Campagnes présidentielles : « Je voudrais dire à la jeunesse d’être responsable, d’être une jeunesse qui peut aussi contribuer au développement de son pays mais pas à sa dégradation ».

Mme Barry Aissatou est présidente de l’association guinéenne des assistantes sociales AGUIAS et représentante de Child plan international en Afrique. À cette période de campagne électorale, actu-elles l’a approché pour qu’elle livre un message de paix. La paix, parce qu’en Guinée à l’approche des élections les tensions sont vives, la haine et l’ethnocentrisme rongent les guinéens. Pourtant le pays n’en a pas besoin.

madame barry aguias A l’endroit de la mouvance et de l’opposition, Mme Barry demande de « mettre l’intérêt supérieur de la nation en avant. Et il faudrait dépasser toutes les tentions, pour faire de la Guinée un pays exemplaire. Que les accords soient respectés, puisque c’est des accords consensuels ».

Aux sages, elle leur dit de ne pas s’asseoir et regarder la Guinée bruler  ou s’écrouler sous leurs yeux. Ils n’ont qu’a se lever car ils sont comme les femmes, « c’est vrai que c’est la femme qui donne naissance, qui allaite et qui transmet au monde les vertus cardinales de la société. Mais eux aussi ils ont leur grain de sel  dans la situation. Alors qu’ils se lèvent comme un seul homme et rejoignent les femmes pour que chacun se calme en vue que les élections se fassent dans la plus grande transparence, pour la paix. Comme le dit ma grande sœur nous sommes des femmes qui mettons le feu, mais pas dans le pays plutôt sous la marmite, » nous apprend-t-elle.

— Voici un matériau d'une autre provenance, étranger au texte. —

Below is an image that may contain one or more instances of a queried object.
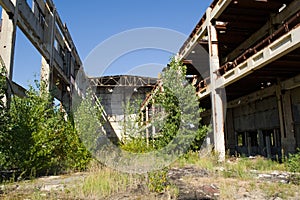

A la population guinéenne, « je voudrais qu’elle sache que nous sommes un et indivisibles. Que tu sois malinké, soussou, peul ou forestier, nous sommes tous des enfants issus d’une même mère, certes d’un père différent. Et notre maman c’est la Guinée. Quelque soient nos problèmes aujourd’hui, on se rencontrera demain. Ce n’est pas interdit d’être dans un camps ou un autre, mais il faut savoir que nous sommes tous des frères, après nos différentes activités on se retrouvera tous dans la même case, on mangera dans le même bol. Donc il ne faut pas que les politiques nous divisent » implore Mme Barry Aissatou.

A la jeunesse, qui est la couche la plus facile à manipuler par les politiciens, Mme Barry  supplie « il ne faut pas sortir dans la rue. Je voudrais dire à la jeunesse d’être responsable, d’être une jeunesse qui peut aussi contribuer au développement de son pays mais pas à sa dégradation ».